7. Gorillaz--Plastic Beach
I have never really loved anything by Gorillaz. They seemed like too much of a novelty act for my taste. But, on Plastic Beach, the novelty works to their advantage. Heavy on guest artists, including Snoop Dog and Mos Def, this albums treks from whimsy (Superfast jellyfish) to sober (Plastic Beach) and back.
6. Drive-By Truckers--The Big To-Do
I will admit that DBT is currently my favorite act, so I might have given this album a lower spot on my list. As much as I thought this album worked well as individual tracks, it didn't always work as an album.
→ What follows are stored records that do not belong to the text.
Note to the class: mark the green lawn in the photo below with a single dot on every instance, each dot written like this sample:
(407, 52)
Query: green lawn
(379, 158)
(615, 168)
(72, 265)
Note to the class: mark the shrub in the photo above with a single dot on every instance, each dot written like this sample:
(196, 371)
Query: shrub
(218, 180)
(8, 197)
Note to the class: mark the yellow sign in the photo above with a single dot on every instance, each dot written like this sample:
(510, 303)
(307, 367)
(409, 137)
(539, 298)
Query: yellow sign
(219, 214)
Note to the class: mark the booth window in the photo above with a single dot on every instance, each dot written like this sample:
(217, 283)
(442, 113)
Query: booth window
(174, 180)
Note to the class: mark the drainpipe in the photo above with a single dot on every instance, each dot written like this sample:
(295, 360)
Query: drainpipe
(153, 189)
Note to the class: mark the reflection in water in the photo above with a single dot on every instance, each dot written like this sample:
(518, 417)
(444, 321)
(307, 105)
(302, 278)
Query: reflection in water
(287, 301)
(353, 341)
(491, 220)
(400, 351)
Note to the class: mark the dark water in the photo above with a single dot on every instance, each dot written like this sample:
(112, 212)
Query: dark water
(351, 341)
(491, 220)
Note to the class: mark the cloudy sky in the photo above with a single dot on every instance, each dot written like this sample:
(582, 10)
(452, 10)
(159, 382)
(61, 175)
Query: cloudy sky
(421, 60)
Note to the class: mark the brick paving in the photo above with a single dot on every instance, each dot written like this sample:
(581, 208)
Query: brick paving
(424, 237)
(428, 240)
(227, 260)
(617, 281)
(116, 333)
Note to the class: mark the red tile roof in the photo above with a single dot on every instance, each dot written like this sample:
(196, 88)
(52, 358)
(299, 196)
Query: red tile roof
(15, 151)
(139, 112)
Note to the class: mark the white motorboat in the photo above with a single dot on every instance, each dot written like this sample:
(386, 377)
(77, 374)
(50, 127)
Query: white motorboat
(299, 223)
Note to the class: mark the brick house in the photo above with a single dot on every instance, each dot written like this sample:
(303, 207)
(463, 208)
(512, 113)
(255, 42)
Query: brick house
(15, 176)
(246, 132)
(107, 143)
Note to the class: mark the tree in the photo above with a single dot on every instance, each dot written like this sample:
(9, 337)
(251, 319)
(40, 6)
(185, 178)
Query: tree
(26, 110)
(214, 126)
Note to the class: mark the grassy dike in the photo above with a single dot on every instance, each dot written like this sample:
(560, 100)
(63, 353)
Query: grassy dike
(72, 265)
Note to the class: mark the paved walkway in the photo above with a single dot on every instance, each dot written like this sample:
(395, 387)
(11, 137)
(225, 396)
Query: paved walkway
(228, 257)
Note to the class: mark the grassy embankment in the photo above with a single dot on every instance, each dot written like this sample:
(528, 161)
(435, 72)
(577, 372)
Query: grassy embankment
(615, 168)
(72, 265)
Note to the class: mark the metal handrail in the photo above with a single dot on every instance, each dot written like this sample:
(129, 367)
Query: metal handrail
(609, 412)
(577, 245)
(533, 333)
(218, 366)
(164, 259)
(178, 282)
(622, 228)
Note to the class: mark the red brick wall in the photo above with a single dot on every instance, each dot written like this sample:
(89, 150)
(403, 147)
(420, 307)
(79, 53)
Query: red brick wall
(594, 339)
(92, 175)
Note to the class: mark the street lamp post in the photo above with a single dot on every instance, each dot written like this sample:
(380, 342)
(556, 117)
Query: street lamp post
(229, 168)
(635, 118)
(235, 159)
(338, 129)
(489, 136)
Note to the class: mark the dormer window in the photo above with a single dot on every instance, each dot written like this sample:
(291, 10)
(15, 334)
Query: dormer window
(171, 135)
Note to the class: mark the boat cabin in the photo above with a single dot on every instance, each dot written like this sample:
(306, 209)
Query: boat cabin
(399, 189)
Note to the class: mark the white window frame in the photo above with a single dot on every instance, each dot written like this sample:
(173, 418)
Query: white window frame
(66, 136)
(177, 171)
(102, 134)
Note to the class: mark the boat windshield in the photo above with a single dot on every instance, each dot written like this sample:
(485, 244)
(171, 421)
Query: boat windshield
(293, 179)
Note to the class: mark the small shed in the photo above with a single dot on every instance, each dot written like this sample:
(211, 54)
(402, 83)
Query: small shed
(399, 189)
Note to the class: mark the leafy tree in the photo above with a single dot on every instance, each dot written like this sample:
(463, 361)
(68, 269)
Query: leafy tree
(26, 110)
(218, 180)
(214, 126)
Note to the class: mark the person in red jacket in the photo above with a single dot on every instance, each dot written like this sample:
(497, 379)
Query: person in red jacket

It felt disjointed in places as it varied so much in both the tone and tempo of the songs. That being said, all of the songs are awesome. DBT has a knack for writing really great songs that are either alt country or southern rock in their sound. This might not be a starting point for DBT newbies, but it is certainly a wonderful addition to the catalog.
5. Kanye West--My Beautiful Dark Twisted Fantasy
Okay. I admit it. It's good. If you know my complicated views on Kanye West, you know just how hard it was to admit that. And if I'm honest, this album probably should've been higher on my list. But I can't do it. Nearly every track on this album is perfect. But nearly every track is also self-indulgent. Clearly West is a genius, but his need to be alienating and weird makes me hate him for nearly every reason that I hate modernist authors. My favorite track on this album, hands down, is "Monster." Niki Minaj, channeling Lil' Kim, just kills it.
4. The Black Keys--Brothers
This album got a lot of hype before I finally checked it out. Turns out the hype is not a mistake--i's pretty much perfect from beginning to end. Bluesy and with biting lyrics, this album is one of the gems of 2010.
3. LCD Soundsystem--This is happening
Like Gorillaz, I was never a fan of LCD Soundsystem. But this album made it hard not to love them. Nearly every track on this album is over five minutes. The shortest, Drunk Girls, clocks in at 3:42. The longest, You wanted a hit, is 9:06. Each track is equally dance-able and fun.
2. The Roots--How I got over
My husband talked this album up for nearly 2 months before I was finally willing to give it a listen. I was instantly hooked. This album felt like a mish-mash of formats that fall under the umbrella of "hip-hop," though it didn't feel disjointed or fake. The Roots moved deftly between rap, reggae, and jazz and the album featured guests from John Legend to Joanna Newsom.
1. The National--High violet
I feel like it's anti-climatic to put High violet at the top of my list. Everyone I know talked this album up, and I'm always a little skeptical of an album that is that beloved. But when I finally got around to listening to this album, I knew upon my first listen that it would top my list. 2010 was kind of a crappy year for me, and I often found myself wanting to drown in moody, atmospheric music. High violet is both moody and atmospheric. Even on songs that weren't inherently sad, Matt Berninger's vocals left an introspective and melancholy impression. High violet affected me in a way that no other album did in 2010.
What do you think? Where did I get it wrong? What do you wish had been on this list?